元々はミディアムスケール22フレットの固定ブリッジだったのだが、ダイムバックダレルの使用によりフロイドローズが載ったモデルのが多い。ロングスケール24フレットの派生モデルも存在する。
主な製造メーカーはDEANの他に、WashburnやEdwards,Grecoが確認されている。
ボディは意外かな薄く作られており、これはディーンゼリンスキー氏の、「木は薄く大きなボディのが鳴る」というギタークラフト哲学からきている。
派生モデルとして、ダイムバックダレル氏が生前デザインしたRazorbackというモデルがある。
Panteraの故ダイムバックダレルの使用で一躍有名になったギター。
Randy V
正式名称はJackson Randy Rhoads。
Jackson社がOzzy Osbourneのギタリスト、故ランディローズの為にデザインしたギター。
1981年から製造。
ランディローズや、Children Of Bodomのアレキシライホ等、ギターヒーロー達が愛用したシェイプで、日本のみならず海外でも人気が高い。
Jackson他、ESPにおいてもコピーモデル(カッタウェイ等改良済)が製造されている。
King V
Jackson社がRATTのギタリスト、ロビンクロスビーに向けて開発したギター。
彼の愛称の「キング」からその名をとる
その後、MEGADETHのフロントマン、デイブムステインによって有名になる。
Kelly
HEAVENのギタリスト、ブラッドフォードケリーがデザインしたJackson社のギター
当時MEGADETHのギタリストだったマーティーフリードマンによって有名になる
Star
ESPがLOUDNESSのギタリスト、高崎晃氏に開発されたRandom Starを原型に、その発展形のモデルの総称
GalneryusのSyu氏やSEX MACHINGUNSのAnchan氏、Ozzy,FirewindのGus.Gの使用でも有名。

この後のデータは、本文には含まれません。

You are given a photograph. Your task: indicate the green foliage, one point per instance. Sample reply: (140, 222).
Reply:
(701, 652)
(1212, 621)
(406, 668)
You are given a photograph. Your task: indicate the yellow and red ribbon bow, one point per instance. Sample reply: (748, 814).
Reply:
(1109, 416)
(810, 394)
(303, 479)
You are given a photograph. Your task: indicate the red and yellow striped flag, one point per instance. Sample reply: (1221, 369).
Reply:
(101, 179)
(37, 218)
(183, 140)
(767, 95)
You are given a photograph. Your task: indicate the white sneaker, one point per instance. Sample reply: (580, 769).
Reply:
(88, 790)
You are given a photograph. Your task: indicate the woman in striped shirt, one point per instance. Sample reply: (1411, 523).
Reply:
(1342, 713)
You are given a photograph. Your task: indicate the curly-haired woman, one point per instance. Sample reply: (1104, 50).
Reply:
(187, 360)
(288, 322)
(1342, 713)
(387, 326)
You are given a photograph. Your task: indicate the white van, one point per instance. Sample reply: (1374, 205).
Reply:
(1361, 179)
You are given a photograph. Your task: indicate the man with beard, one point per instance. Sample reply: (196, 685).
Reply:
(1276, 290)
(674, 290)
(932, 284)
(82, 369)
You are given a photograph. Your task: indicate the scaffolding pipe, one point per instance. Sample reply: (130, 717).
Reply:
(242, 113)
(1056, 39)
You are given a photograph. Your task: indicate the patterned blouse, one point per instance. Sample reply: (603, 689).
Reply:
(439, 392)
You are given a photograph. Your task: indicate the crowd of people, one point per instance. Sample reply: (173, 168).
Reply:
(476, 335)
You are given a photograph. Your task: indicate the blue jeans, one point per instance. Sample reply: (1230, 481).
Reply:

最近はBanGDream!の主人公の使用でアニメ化もされる
Mocking Bird
ここからはB.C.Richコーナー、
B.C.Rich社が1974年に発売したギター
XJAPANのギタリスト、故hide氏の使用(本人はFernandes製のコピーモデルを使用)で日本では人気が高い
Bich
B.C.Rich黎明期にニールモーザによってデザインされたギター
最初は1弦から4弦までが複弦の10弦ギターとして開発された
Metallica時代、MEGADETH初期のデイブムステインが使用
Warlock
B.C Richが1980年代に発売したメタルアイコン
様々なHR/HMアーティストが使用
IronBird
1983年にジョーイリコという人物によってデザインされる、B.C.Rich社のギター
1999年にDecideのギタリスト、ブライアンホフマンによってデザインされたギター
大人気アニメ、けいおんにも登場
等々片っ端から挙げたらキリがないほどに多様化している変形ギター
特にHR/HM、ヴィジュアル系といった派手なジャンルに好まれて使用され
オリジナル、派生モデル共に今も日夜開発されているのである。
以下、メーカー別に漏れてるであろう変形ギター群を列挙する。
尚、今回はヘッドレスギターは除外しました。あれはあれで一つのジャンルとして確立しつつあるからね
Ibanez
Destroyer
Iceman、Fireman
Xiphos
ESP
Forest
その他アーティストモデル(高見沢俊彦氏のギターだけでも列挙してたらきりがないので割愛)
Caparison
Orbit
Killer
KG-EXPLODER
Jackson
Warrior
DEAN
Cadillac
B.C Rich
Eagle
Draco
最後に、一言。
最初、僕は変形ギターの事を、目立ちたがり屋が持つ馬鹿なギターだと思っていた。
心ではその形に惹かれながらも、理性ではそれを否定していた。
だが、しかし、欲に負け、17歳の当時、どうしてもDEAN社のMLが欲しくなり
買った。そして世界が変わった。
違ったのだ、変形ギターとは、自分をステージに立たせる勇気を奮い立たせる
力の証だった。
そう、今なら言える。
変形ギターは良いぞ。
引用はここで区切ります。